飛ぶ甲虫というと硬い前翅をパカッと開け下から翅を出して飛ぶという種が多いですが、カナブンの飛び方は前翅を全開にすることなく、体の側面の隙間から翅を広げて飛ぶのです。
クロカナブンの鞘翅は茶系のようです。
クロカナブンを含め甲虫たちの硬い前翅は身を守るものとして機能します。
一方、飛翔能力という点では硬い前翅は重く邪魔になってしまいそうです。
前翅を開けて飛んだとしても飛行中に体のバランスを保つのは難しいのではないでしょうか。

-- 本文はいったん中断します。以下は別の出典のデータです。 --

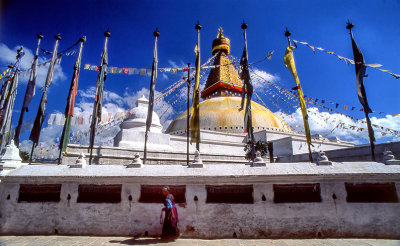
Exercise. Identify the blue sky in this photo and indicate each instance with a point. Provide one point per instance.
(321, 23)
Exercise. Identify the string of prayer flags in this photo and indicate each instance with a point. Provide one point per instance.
(3, 74)
(348, 60)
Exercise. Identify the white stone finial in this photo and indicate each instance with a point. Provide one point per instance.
(80, 162)
(136, 163)
(142, 102)
(389, 159)
(258, 161)
(10, 159)
(197, 162)
(323, 159)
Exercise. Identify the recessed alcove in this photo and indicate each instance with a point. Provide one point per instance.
(39, 193)
(297, 193)
(371, 192)
(153, 193)
(99, 193)
(229, 194)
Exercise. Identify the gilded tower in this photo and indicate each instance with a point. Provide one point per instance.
(223, 80)
(219, 110)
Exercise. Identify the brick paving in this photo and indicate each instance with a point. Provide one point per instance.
(120, 241)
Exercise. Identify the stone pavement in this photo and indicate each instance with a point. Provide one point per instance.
(120, 241)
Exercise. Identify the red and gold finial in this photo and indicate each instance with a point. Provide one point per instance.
(221, 43)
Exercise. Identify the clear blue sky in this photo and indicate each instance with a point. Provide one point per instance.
(321, 23)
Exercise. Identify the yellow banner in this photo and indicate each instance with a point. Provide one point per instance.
(289, 63)
(195, 114)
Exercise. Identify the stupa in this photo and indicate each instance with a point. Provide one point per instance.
(220, 110)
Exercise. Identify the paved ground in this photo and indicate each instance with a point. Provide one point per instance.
(116, 241)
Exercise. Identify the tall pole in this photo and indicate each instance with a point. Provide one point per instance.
(198, 28)
(153, 82)
(98, 104)
(30, 91)
(361, 68)
(188, 117)
(248, 90)
(69, 109)
(290, 64)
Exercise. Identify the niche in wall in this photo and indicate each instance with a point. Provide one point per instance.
(153, 193)
(371, 192)
(230, 194)
(89, 193)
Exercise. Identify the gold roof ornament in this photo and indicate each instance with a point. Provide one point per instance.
(222, 98)
(223, 80)
(221, 43)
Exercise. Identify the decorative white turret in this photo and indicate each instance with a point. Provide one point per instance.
(133, 129)
(138, 117)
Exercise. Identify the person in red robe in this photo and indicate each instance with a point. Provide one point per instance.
(170, 229)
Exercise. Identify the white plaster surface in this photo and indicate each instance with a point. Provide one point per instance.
(329, 218)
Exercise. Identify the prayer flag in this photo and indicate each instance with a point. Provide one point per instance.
(362, 96)
(8, 104)
(153, 82)
(195, 112)
(98, 100)
(290, 64)
(69, 109)
(247, 93)
(29, 93)
(40, 116)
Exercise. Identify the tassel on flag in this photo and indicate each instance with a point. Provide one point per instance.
(69, 109)
(151, 97)
(98, 100)
(360, 68)
(40, 116)
(247, 91)
(290, 64)
(195, 114)
(8, 99)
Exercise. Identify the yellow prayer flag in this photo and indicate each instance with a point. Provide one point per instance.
(195, 112)
(290, 64)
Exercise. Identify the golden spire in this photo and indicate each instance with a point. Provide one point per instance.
(221, 43)
(223, 80)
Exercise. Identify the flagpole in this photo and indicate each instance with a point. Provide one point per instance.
(290, 64)
(8, 105)
(249, 86)
(153, 82)
(29, 93)
(360, 68)
(40, 116)
(98, 100)
(188, 117)
(69, 109)
(195, 114)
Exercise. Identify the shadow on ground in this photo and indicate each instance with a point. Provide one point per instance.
(140, 241)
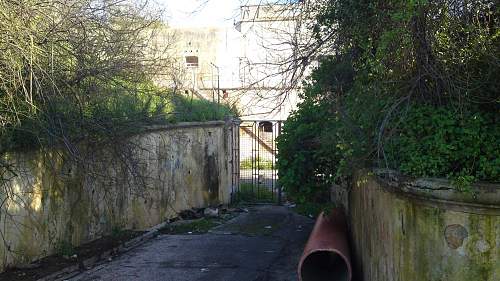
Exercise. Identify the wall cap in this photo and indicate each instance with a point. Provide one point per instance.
(440, 190)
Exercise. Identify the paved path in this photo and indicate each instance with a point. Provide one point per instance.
(262, 245)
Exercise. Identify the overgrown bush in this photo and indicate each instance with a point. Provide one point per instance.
(407, 85)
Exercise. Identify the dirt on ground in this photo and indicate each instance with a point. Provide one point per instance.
(57, 262)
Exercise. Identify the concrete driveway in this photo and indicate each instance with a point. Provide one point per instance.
(263, 244)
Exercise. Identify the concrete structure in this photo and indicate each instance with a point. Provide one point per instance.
(263, 244)
(423, 229)
(133, 184)
(244, 64)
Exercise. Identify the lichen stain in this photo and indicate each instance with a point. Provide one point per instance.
(455, 235)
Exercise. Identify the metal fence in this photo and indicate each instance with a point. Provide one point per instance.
(256, 153)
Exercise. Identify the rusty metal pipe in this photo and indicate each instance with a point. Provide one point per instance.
(326, 255)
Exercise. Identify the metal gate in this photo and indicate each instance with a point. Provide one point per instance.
(255, 150)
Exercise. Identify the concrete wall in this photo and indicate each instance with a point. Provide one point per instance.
(415, 230)
(133, 183)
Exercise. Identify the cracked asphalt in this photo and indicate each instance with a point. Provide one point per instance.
(264, 244)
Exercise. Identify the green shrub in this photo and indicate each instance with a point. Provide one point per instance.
(439, 141)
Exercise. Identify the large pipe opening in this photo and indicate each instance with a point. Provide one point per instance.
(324, 266)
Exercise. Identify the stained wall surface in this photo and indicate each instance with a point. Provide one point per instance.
(52, 199)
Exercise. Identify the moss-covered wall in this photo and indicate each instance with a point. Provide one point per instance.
(415, 233)
(52, 200)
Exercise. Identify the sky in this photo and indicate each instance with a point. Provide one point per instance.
(191, 13)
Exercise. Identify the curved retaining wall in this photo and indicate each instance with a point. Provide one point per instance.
(134, 183)
(422, 230)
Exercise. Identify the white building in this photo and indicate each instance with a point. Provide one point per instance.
(245, 64)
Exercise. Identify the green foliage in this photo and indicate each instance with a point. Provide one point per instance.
(438, 141)
(249, 193)
(409, 85)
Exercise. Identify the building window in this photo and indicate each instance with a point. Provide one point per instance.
(192, 61)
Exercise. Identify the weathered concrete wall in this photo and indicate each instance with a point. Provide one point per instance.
(136, 183)
(423, 230)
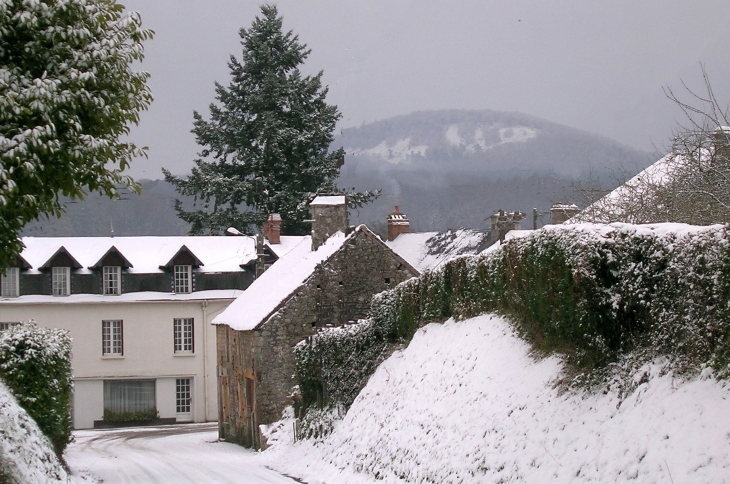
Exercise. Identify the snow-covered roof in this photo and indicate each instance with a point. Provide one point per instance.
(329, 200)
(275, 285)
(412, 247)
(621, 203)
(428, 250)
(147, 254)
(147, 296)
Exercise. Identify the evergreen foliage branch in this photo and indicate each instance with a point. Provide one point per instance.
(266, 143)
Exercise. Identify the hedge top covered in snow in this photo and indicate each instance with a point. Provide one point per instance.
(26, 455)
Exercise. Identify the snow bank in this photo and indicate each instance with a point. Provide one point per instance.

ところがクロカナブンのように前翅を全開にせず翅を出して飛ぶとなると、ふらつかずに突然飛び立つ事も可能です。
クロカナブンの生息地や出現時期
クロカナブンの成体の餌は樹液です。クロカナブンが樹木に集まるのはクワガタなどの出現が落ち着いた8月末頃と言われています。ごく短い期間の日中です。クロカナブンが夏の甲虫の中でも地味に思えるのは出現する期間が短い事、クワガタやカブトの時期が過ぎ去り人々が夏の虫の時期は終わったかのような気になり忘れてしまうからかも知れません。クロカナブンは昼行性であり、黒くて明らかにカブトムシやクワガタなどと異なる虫というと、ハナムグリなどと見間違えやすいのです。実際にクロカナブンの個体数は減ったのではないかと思われる情報もあります。特に四国地方などでは自治体によりレッドデータ入りしているところもあるようです。クロカナブンの生息地は北海道を除く本州地方とされていますが、西日本、四国地方などではほぼ姿を見なくなったと言われているようです。
クロカナブンの集まる樹や樹液について
そもそもクロカナブンはどのようなところで見つけやすいのでしょうか。昆虫の出現する箇所にはその虫が好む餌があるはずです。クロカナブンの成体は特にクヌギの樹液を好むようです。クヌギの木は樹高が高く、大きく育つと20mを超える事もあります。ブナ科のクヌギは国内では北海道以南、本州では岩手県より南部など比較的温暖な土地に分布する落葉高木樹です。葉は大きく、幅は5cmほど、長さは20cm~25cmほどで、樹肌は灰色っぽく見えます。クヌギの木が樹液を出し始めるのは5月下旬から7月頃にかけての事が多いとされますが、クロカナブンが姿を見せるのは8月下旬頃のようです。クヌギの木の樹液は9月頃になるとあまり出なくなる事が多いようなので、その前あたりがクロカナブンを発見できそうな時期です。しかも日中です。樹液を出す樹は他にコナラなどもあります。同じような場所にある樹でも樹液の量がだいぶ違ったりします。樹液がなぜ出るのかについて、最近ではボクトウガという蛾の幼虫が中を食い荒らすからだと言われています。ボクトウガの幼虫は樹に穴を開け、樹液に集まった虫を捕食します。捕食対象になるのは体が柔らかいもので、クワガタやカブト、クロコガネなどは捕食されません。樹液を出す樹のまわりにはいろいろな虫がいるようです。
クロカナブンの特徴と見分け方
- クロカナブンの成体は黒く、夏の8月末頃の日中に樹液が出ている広葉樹付近で発見できます。
- クロカナブンの幼虫は白くコガネムシの幼虫と似ていますが、背中で移動します。また、頭が小さい事も外見でわかる特徴です。
- クロカナブンは今ではレアな昆虫とされています。発見できれば知られざるクロカナブンの詳細な生態を間近に知る事も可能かも知れませんね。